Finanzpolitik: Die Sache mit der Glaubwürdigkeit

Frankreich hat eine Schwarzgeldaffäre. Deutsche Medien sind schockiert. Der Rücktritt Jérome Cahuzacs, ehemaliger französischer Haushaltsminister, und sein nachgereichtes Geständnis würden die französische Politik in eine schwere Glaubwürdigkeitskrise stürzen, heißt es in Kommentaren. Andere sprechen von einer Schwächung Hollandes, der sich monatelang belügen ließ. Doch die Glaubwürdigkeit ist schon längst einen bitteren Tod gestorben.

Wie gut, dass wir Deutschen in unserer Regierung keinen Minister haben, den man mit Schwarzgeld in Verbindung bringen könnte. Da dominieren ja die Erinnerungslücken und ansonsten das vollste Vertrauen der Kanzlerin, die um ihre Popularität nicht zu fürchten braucht, weil sich hierzulande niemand für die beruflichen Werdegänge von Merkels lebenden Kabinettsleichen interessiert noch für deren munter wechselnde politische Ansichten. Wenn überhaupt wird das Gedächtnis oftmals nur auf Zuruf aktiviert und verschwindet recht schnell wieder von der Bildfläche. Wie sonst ist es zu erklären, dass Schäuble dem Inselstaat Zypern unter Applaus der hiesigen Medien vorwerfen darf, das Land habe ein gescheitertes Geschäftsmodell betrieben, obwohl derselbe Minister über das gleiche Gebaren in der Schweiz, Luxemburg und Großbritannien eher die schützende Hand zu halten pflegt?

Dennoch zeigen sich die Medien aber auch bissig, wenn es darum geht, mit dem Finger auf andere zeigen zu können. Der NDR und die Süddeutsche sind äußerst engagiert bei der Aufdeckung von geheimen Geschäften in Steueroasen. “Offshore-Leaks” nennt sich das Rechercheprojekt, an dem sich Journalisten und Medien aus über 30 Ländern beteiligen. Und siehe da, mit Jean-Jacques Augier, der Schatzmeister im Wahlkampfteam des französischen Präsidenten war, haben die fleißigen Rechercheure ein prominentes Gesicht ausfindig gemacht, der von jenem lukrativen Geschäftsmodell profitiert haben soll. Das passt natürlich nicht zu einem linken Präsidenten, der zuhause für höhere Vermögens- und Einkommensbesteuerung eintritt, statt Reformen nach deutschem Vorbild durchzuziehen.

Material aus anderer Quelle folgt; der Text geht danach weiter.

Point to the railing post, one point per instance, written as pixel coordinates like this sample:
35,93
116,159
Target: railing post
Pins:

Einen Deutschen hat man übrigens auch gefunden. Gunter Sachs. Weil der schon tot ist, kann man ruhig mit dem Finger auf ihn und seine Briefkastenfirmen zeigen, die streng genommen ja gar nicht illegal sind, sondern das Ergebnis bestehender Steuerschlupflöcher. Insgesamt hat das fast schon wieder etwas Niedliches und wird die Boulevard gesteuerten Deutschen sicher mehr interessieren, als die Vergesslichkeit und den politischen Opportunismus ihres Finanzministers. Der muss und soll sich aber jetzt noch intensiver mit Steueroasen beschäftigen, in denen beispielsweise Waffenhändler ihre Geschäfte abwickeln. Die Frage aber, ob Schäuble aufgrund seiner Vita dafür überhaupt der richtige Mann sein kann, wird deutschen Medien und dem Michel wohl nicht auf den Nägeln brennen. Da muss wahrscheinlich erst wieder ein niederländischer Journalist kommen und der Kanzlerin eine simple Frage stellen.